Tim Church, an exercise researcher at Pennington Biomedical Research Center in Baton Rouge, co-authored a study that found Americans are more than 100 calories less per day in the workplace than was true a few decades ago when not as many jobs were confined to a desk. But he said the answer might not be in office exercises to improve workplace fitness. His solution was for workers to use a pedometer to measure how far they walk in a day, or how far they don’t walk. Research suggests people should walk around 10,000 steps or about five miles per day. Yet the average American walks just a tad more than 6,000 steps or three miles in a day. If you walk fewer than 5,000 steps per day, you fall into the category of sedentary.

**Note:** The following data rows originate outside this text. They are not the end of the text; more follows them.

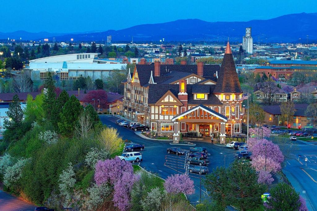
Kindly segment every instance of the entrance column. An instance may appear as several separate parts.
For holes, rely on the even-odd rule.
[[[179,143],[179,134],[178,133],[179,122],[174,122],[174,134],[173,134],[173,143],[178,144]]]
[[[220,143],[226,143],[226,123],[225,122],[220,123]]]

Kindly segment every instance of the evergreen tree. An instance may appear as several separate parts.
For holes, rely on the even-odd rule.
[[[138,48],[136,47],[134,48],[134,54],[136,57],[139,57],[139,50],[138,50]]]
[[[130,47],[127,44],[126,45],[126,48],[124,50],[125,52],[126,52],[130,50]]]
[[[26,46],[24,48],[23,57],[25,59],[29,59],[30,57],[30,53],[29,52],[29,48]]]
[[[30,54],[30,60],[34,59],[35,58],[35,51],[34,51],[34,48],[32,48],[32,50],[31,51],[31,54]]]
[[[90,117],[90,120],[93,122],[93,126],[95,124],[100,121],[99,116],[98,114],[96,112],[95,109],[93,107],[93,106],[91,104],[88,104],[87,106],[85,108],[85,111],[88,112],[89,114],[89,115]]]
[[[97,50],[97,47],[94,42],[93,42],[91,44],[91,49],[90,50],[92,53],[95,53]]]
[[[41,53],[41,43],[39,44],[37,46],[37,52],[38,54]]]
[[[262,79],[263,81],[265,81],[268,80],[268,77],[266,76],[266,74],[264,72],[263,72],[263,75],[262,77]]]
[[[47,78],[44,84],[43,109],[45,118],[53,123],[56,117],[54,116],[54,110],[56,103],[56,93],[52,73],[49,72],[47,74]]]
[[[13,96],[12,102],[9,104],[9,109],[5,113],[8,118],[4,121],[4,128],[13,129],[20,126],[23,119],[23,111],[21,108],[17,95]]]
[[[100,78],[97,78],[95,80],[95,84],[96,85],[96,89],[103,89],[103,81]]]
[[[54,44],[54,47],[53,47],[53,51],[58,51],[58,47],[57,46],[57,44],[55,42],[55,43]]]
[[[293,187],[284,183],[280,183],[270,190],[271,198],[268,201],[267,210],[297,211],[301,204],[299,194]]]
[[[86,53],[91,53],[91,51],[90,50],[90,48],[88,46],[86,48]]]
[[[56,128],[58,128],[58,123],[61,121],[60,114],[63,110],[63,107],[69,99],[69,96],[68,93],[65,90],[63,90],[56,100],[55,109],[53,111],[55,121],[52,122]]]
[[[75,124],[82,110],[79,101],[74,95],[72,95],[64,105],[58,123],[60,131],[62,135],[67,136],[73,135]]]
[[[101,55],[103,53],[103,49],[102,48],[102,47],[101,46],[101,45],[100,45],[98,47],[98,53]]]

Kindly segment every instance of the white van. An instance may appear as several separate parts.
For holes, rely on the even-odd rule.
[[[142,155],[138,152],[123,152],[120,156],[118,157],[121,160],[139,162],[142,160]]]

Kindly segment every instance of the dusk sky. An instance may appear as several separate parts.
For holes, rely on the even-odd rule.
[[[104,31],[179,19],[245,21],[317,12],[316,0],[3,0],[1,4],[0,32],[3,32]]]

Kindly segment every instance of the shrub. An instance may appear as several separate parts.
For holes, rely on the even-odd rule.
[[[94,183],[92,187],[87,188],[87,190],[89,193],[89,199],[87,203],[89,210],[95,209],[102,203],[105,198],[109,195],[111,191],[106,183],[100,185]]]
[[[3,183],[7,187],[16,183],[20,178],[25,164],[29,159],[20,159],[12,166],[8,166],[3,176]]]
[[[68,168],[60,175],[60,183],[59,184],[61,195],[65,196],[67,199],[70,198],[70,191],[74,187],[76,183],[75,179],[75,172],[72,164],[69,163]]]
[[[39,138],[49,144],[55,144],[58,140],[57,134],[54,130],[46,130],[44,133],[41,131],[39,134]]]
[[[96,164],[98,160],[105,160],[109,158],[109,154],[105,149],[98,149],[92,148],[87,153],[85,160],[87,165],[92,169],[96,168]]]
[[[195,191],[194,181],[186,174],[176,174],[168,177],[164,187],[169,193],[183,193],[185,194],[191,194]]]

An increase of only 2,000 to 2,500 steps per day can lead to modest improvements in weight and blood pressure. Just buying a pedometer and using it can prompt a person to increase the number of steps by more than 2,100 steps and increase overall physical activity by nearly 87 percent, according to a review published in the Journal of the American Medical Association in 2007.
You can walk during lunch to increase your walking mileage, or simply park farther from the office, get off the bus of train a stop early, and use the stairs more often. Rather than meet someone at a conference table, arrange a walking meeting.
The important thing is to get off your chair and do something. You will likely improve your health in incremental steps, and even encourage yourself to make the time you didn’t think you had to take even bigger steps in a weekly exercise routine.